Matthew Perna was failed by the country he loved.
Matthew Perna did nothing wrong on January 6, 2021.
The Pennsylvania man walked through an open door on the Senate side of the building shortly before 3 p.m. that afternoon. Capitol police, shown in surveillance video, stood by as hundreds of Americans entered the Capitol. Wearing a “Make America Great Again” sweatshirt, Perna, 37, left after about 20 minutes.
Less than two weeks later, Perna was ensnared in what the former top U.S. prosecutor called a “shock and awe” campaign to round up Trump supporters and deter them from demonstrating at Joe Biden’s inauguration on January 20, 2021. After he discovered his image on the FBI’s most wanted list for January 6, Perna immediately contacted his local FBI office and voluntarily submitted to questioning; on January 18, six FBI agents arrested Perna at his home.
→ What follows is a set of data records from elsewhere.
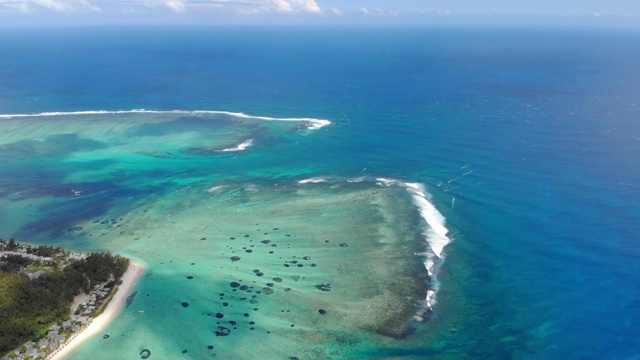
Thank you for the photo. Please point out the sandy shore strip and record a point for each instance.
(129, 281)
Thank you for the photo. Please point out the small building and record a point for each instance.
(35, 275)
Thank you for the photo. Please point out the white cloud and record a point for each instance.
(372, 12)
(282, 5)
(67, 5)
(336, 12)
(30, 6)
(19, 7)
(176, 6)
(309, 6)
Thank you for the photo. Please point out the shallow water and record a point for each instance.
(534, 133)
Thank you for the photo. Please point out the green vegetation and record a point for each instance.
(28, 307)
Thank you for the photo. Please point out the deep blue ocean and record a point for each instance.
(535, 132)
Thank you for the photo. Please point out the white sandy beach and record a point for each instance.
(129, 281)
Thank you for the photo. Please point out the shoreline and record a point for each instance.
(129, 281)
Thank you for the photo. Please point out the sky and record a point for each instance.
(316, 11)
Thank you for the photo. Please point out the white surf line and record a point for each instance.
(314, 123)
(245, 144)
(435, 233)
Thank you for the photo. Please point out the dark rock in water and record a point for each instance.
(324, 287)
(223, 331)
(130, 298)
(145, 353)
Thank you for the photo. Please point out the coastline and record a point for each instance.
(129, 281)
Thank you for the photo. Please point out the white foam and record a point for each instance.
(245, 144)
(314, 124)
(312, 181)
(435, 233)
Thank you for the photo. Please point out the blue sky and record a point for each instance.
(319, 11)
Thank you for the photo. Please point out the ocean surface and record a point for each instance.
(337, 193)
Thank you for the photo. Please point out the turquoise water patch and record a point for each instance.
(296, 267)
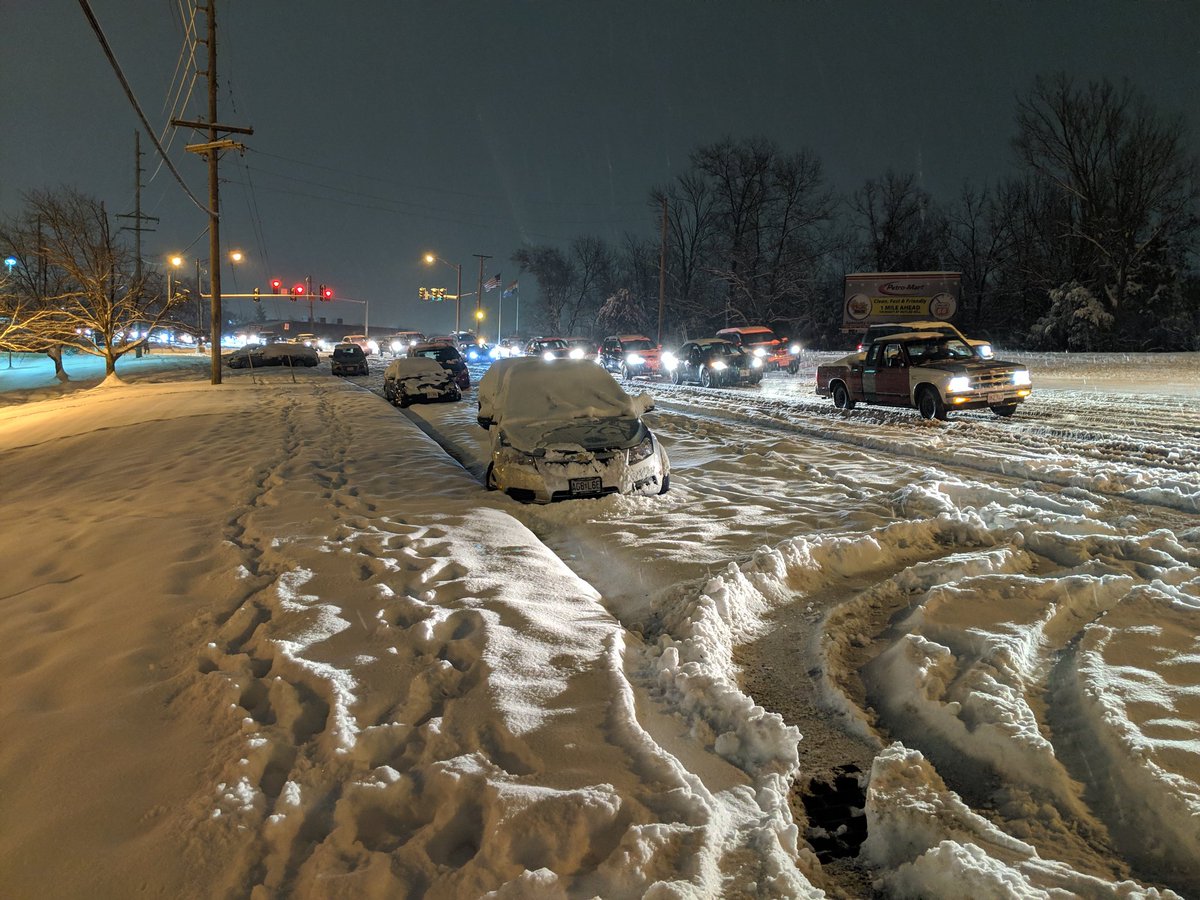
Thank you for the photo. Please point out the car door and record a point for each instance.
(892, 375)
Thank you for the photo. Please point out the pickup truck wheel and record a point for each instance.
(841, 397)
(930, 405)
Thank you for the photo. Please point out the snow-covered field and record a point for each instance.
(274, 639)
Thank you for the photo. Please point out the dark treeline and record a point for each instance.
(1089, 245)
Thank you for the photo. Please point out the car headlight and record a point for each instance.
(642, 450)
(958, 384)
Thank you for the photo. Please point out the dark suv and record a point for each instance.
(449, 357)
(629, 355)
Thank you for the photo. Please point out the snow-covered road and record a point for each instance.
(849, 652)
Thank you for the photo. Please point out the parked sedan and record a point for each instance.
(246, 357)
(713, 363)
(448, 355)
(348, 359)
(564, 430)
(289, 354)
(630, 355)
(419, 379)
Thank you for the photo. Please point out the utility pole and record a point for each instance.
(479, 293)
(211, 149)
(663, 271)
(138, 219)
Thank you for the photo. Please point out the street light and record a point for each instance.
(457, 298)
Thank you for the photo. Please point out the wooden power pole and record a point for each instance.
(663, 271)
(213, 149)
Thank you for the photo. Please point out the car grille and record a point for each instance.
(991, 381)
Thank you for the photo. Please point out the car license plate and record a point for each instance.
(585, 485)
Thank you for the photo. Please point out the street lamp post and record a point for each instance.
(457, 298)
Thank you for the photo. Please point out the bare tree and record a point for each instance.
(1127, 184)
(96, 304)
(900, 227)
(571, 286)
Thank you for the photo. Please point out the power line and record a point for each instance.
(490, 198)
(137, 107)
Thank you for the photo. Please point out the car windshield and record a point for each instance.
(442, 354)
(933, 351)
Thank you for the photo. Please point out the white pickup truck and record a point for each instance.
(927, 371)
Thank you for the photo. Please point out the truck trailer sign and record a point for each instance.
(899, 297)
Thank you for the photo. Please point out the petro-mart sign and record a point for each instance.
(873, 298)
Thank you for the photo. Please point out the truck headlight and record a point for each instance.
(642, 451)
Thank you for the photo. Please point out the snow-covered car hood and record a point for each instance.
(420, 371)
(569, 437)
(532, 390)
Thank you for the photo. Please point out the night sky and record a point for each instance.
(385, 130)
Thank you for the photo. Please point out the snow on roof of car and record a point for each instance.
(533, 396)
(413, 366)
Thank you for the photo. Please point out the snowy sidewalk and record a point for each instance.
(329, 659)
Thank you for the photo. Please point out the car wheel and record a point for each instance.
(841, 397)
(930, 405)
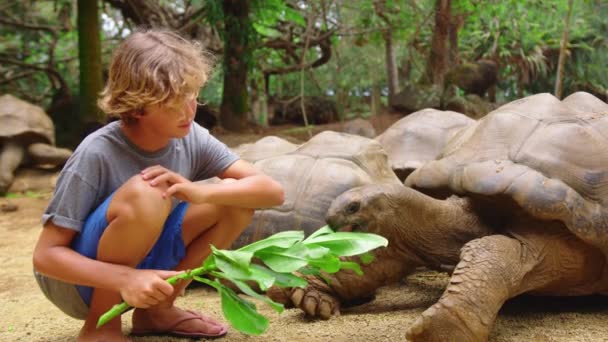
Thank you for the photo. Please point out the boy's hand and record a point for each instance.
(147, 288)
(178, 186)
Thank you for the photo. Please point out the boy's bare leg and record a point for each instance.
(203, 225)
(135, 206)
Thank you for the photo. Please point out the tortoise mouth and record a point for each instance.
(350, 228)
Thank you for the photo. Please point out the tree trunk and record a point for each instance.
(438, 59)
(392, 76)
(89, 55)
(456, 23)
(237, 54)
(559, 79)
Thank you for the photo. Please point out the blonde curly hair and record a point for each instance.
(153, 67)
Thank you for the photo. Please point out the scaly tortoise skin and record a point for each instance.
(517, 202)
(27, 136)
(312, 174)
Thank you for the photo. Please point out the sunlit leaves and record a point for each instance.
(269, 262)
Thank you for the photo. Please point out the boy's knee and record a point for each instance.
(241, 216)
(136, 199)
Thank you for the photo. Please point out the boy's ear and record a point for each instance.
(138, 113)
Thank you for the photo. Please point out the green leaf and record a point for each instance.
(241, 258)
(231, 269)
(367, 258)
(241, 313)
(321, 231)
(349, 265)
(328, 263)
(283, 239)
(282, 279)
(250, 292)
(281, 259)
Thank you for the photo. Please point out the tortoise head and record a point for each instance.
(366, 208)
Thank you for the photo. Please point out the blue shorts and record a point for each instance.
(168, 251)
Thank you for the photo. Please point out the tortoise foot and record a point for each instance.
(439, 323)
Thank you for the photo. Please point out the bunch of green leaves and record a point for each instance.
(279, 256)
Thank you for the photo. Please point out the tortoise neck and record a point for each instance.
(435, 230)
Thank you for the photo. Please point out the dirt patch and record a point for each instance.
(26, 315)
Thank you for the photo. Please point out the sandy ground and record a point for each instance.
(26, 315)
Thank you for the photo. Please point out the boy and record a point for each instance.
(112, 226)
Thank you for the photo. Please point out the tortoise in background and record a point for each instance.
(27, 136)
(313, 175)
(518, 202)
(420, 137)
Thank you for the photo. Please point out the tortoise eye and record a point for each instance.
(352, 208)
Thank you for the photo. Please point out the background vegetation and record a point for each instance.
(360, 55)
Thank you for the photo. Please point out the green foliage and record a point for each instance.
(280, 255)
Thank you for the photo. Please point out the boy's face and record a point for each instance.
(170, 119)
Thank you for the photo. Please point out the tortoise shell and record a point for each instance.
(22, 120)
(313, 175)
(550, 157)
(420, 137)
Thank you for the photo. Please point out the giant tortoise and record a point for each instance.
(312, 174)
(27, 136)
(420, 137)
(518, 203)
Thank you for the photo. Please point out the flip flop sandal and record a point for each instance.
(172, 329)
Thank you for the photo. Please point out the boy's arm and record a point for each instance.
(250, 188)
(54, 257)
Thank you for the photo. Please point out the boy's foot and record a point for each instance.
(174, 321)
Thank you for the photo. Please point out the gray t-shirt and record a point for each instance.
(106, 159)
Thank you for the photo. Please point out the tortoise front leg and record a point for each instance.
(11, 156)
(491, 271)
(321, 299)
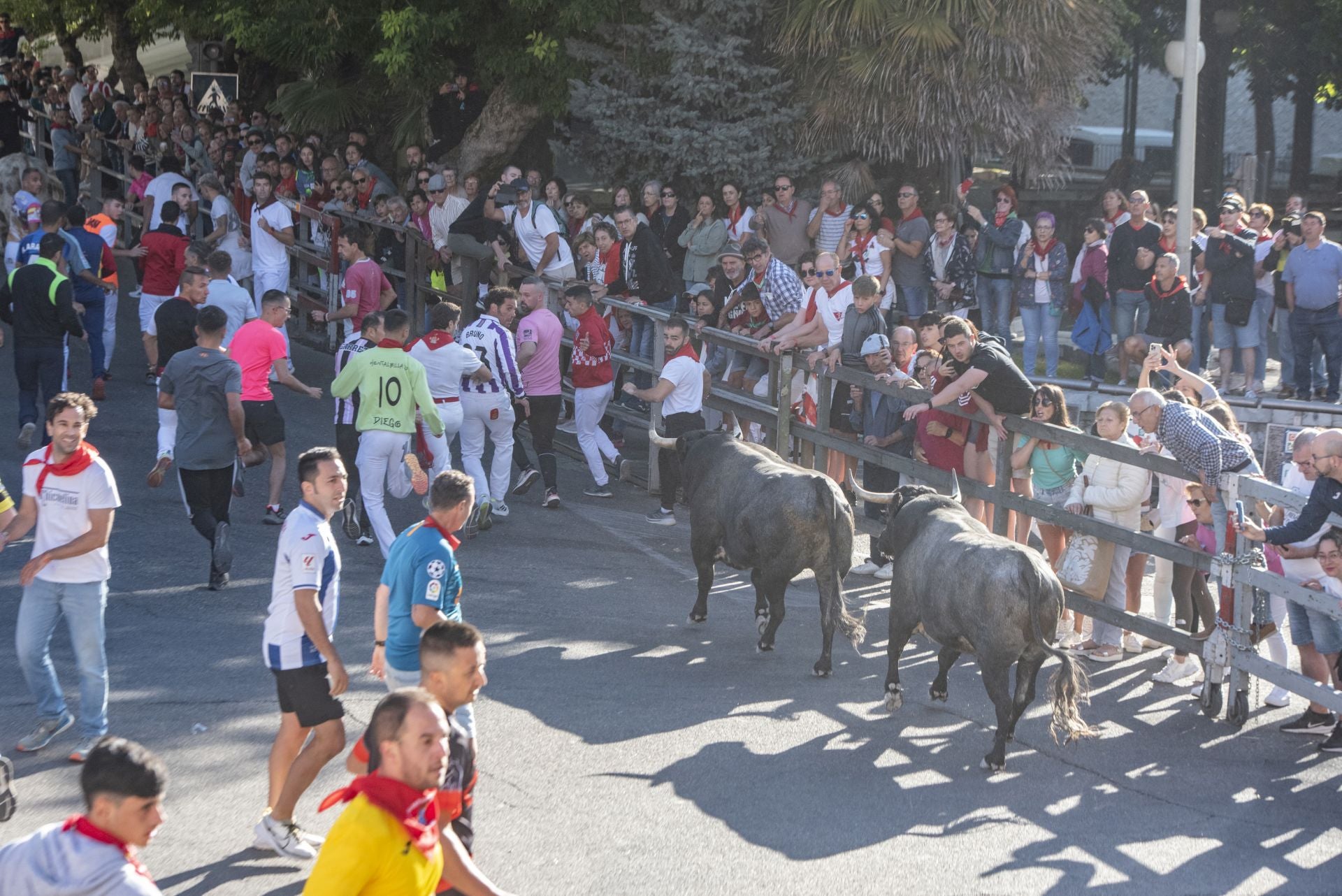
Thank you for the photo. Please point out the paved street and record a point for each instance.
(627, 751)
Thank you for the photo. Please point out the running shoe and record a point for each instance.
(45, 732)
(419, 479)
(526, 481)
(156, 477)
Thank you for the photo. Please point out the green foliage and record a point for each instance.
(686, 93)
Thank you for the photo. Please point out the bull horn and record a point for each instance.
(872, 497)
(661, 442)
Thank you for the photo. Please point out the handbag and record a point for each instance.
(1086, 564)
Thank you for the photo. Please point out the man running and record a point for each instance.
(538, 356)
(205, 384)
(68, 500)
(391, 385)
(175, 331)
(261, 350)
(446, 364)
(354, 516)
(298, 651)
(487, 405)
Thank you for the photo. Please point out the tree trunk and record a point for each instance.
(125, 46)
(496, 134)
(1302, 131)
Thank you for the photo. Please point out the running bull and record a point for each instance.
(752, 510)
(974, 593)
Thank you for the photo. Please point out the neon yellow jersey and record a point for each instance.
(391, 384)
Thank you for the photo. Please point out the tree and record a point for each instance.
(930, 81)
(688, 92)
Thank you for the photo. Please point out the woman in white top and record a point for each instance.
(859, 245)
(739, 219)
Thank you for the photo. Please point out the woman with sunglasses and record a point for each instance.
(1053, 470)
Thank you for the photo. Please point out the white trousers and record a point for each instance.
(487, 414)
(588, 408)
(382, 464)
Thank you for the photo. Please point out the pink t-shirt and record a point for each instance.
(541, 375)
(257, 347)
(364, 283)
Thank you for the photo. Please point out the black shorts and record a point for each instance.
(264, 423)
(306, 694)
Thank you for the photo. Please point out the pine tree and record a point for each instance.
(685, 94)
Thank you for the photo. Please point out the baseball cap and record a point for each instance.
(874, 344)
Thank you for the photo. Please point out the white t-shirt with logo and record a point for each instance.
(64, 515)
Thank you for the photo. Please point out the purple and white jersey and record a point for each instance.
(494, 345)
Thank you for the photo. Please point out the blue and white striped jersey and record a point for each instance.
(494, 345)
(306, 558)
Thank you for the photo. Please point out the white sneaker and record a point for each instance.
(282, 839)
(1176, 671)
(1278, 698)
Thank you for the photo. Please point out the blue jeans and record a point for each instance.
(1039, 322)
(1325, 326)
(84, 605)
(995, 306)
(38, 369)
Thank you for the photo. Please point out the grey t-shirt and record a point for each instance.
(909, 271)
(199, 380)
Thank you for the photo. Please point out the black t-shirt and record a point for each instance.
(176, 325)
(1006, 388)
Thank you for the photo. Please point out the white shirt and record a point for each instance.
(306, 558)
(235, 302)
(686, 375)
(268, 252)
(160, 191)
(532, 229)
(445, 366)
(64, 515)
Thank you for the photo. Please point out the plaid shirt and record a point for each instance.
(1199, 443)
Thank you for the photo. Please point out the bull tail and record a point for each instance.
(840, 561)
(1069, 687)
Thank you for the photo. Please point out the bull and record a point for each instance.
(980, 593)
(752, 510)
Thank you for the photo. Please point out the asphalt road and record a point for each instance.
(627, 751)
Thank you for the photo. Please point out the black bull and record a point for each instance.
(976, 593)
(752, 510)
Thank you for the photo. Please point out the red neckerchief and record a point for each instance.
(71, 465)
(1180, 283)
(449, 537)
(401, 801)
(685, 352)
(81, 825)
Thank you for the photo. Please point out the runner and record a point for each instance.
(261, 350)
(487, 405)
(391, 384)
(354, 516)
(538, 356)
(452, 660)
(210, 433)
(298, 651)
(387, 841)
(175, 331)
(446, 364)
(94, 852)
(68, 500)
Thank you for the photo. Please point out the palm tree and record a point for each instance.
(935, 81)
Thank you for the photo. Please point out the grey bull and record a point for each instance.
(980, 593)
(752, 510)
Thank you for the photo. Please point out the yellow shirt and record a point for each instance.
(368, 853)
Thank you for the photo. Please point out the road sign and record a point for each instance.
(212, 90)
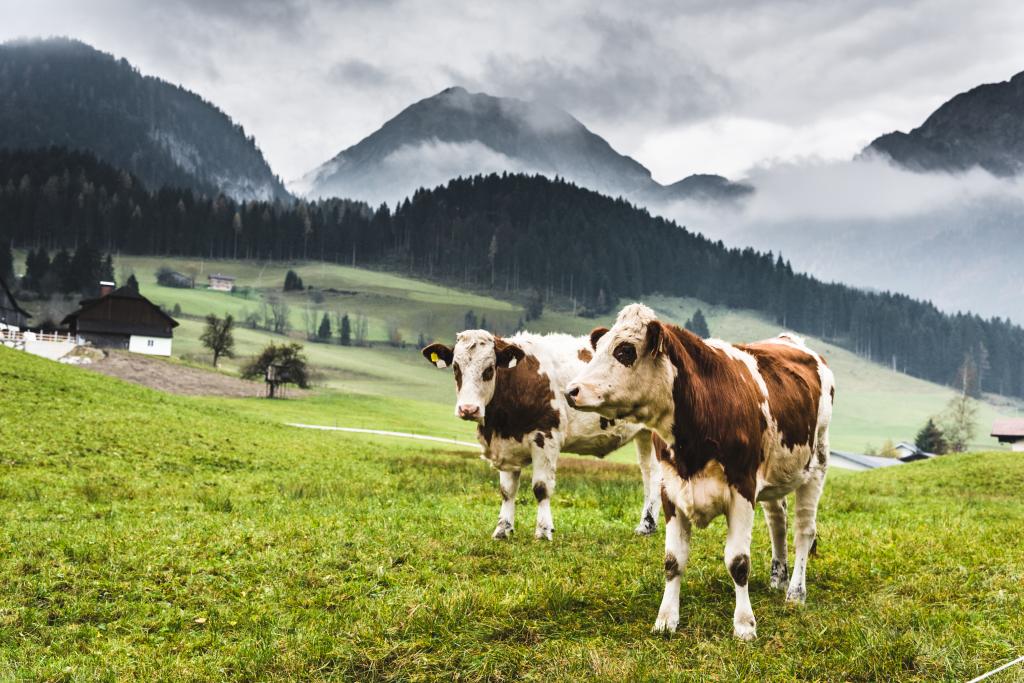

His life from that point turned into a nightmare. Perna was indicted by a grand jury in February 2021 on four counts including obstruction of an official proceeding and trespassing misdemeanors. Despite his nonviolent participation in the events of that day—he did not assault anyone, carry a weapon, or vandalize property—Biden’s Justice Department and local news media nonetheless made his life pure hell.
Whenever his hometown paper, the Sharon Herald, published an article on its social media account about Perna, the majority of replies were “horrible and brutal,” his aunt, Geri Perna, told me on the phone Sunday. After more than a year of legal and public torture, Perna saw no way out.
On Friday night, Matthew Perna hung himself in his garage.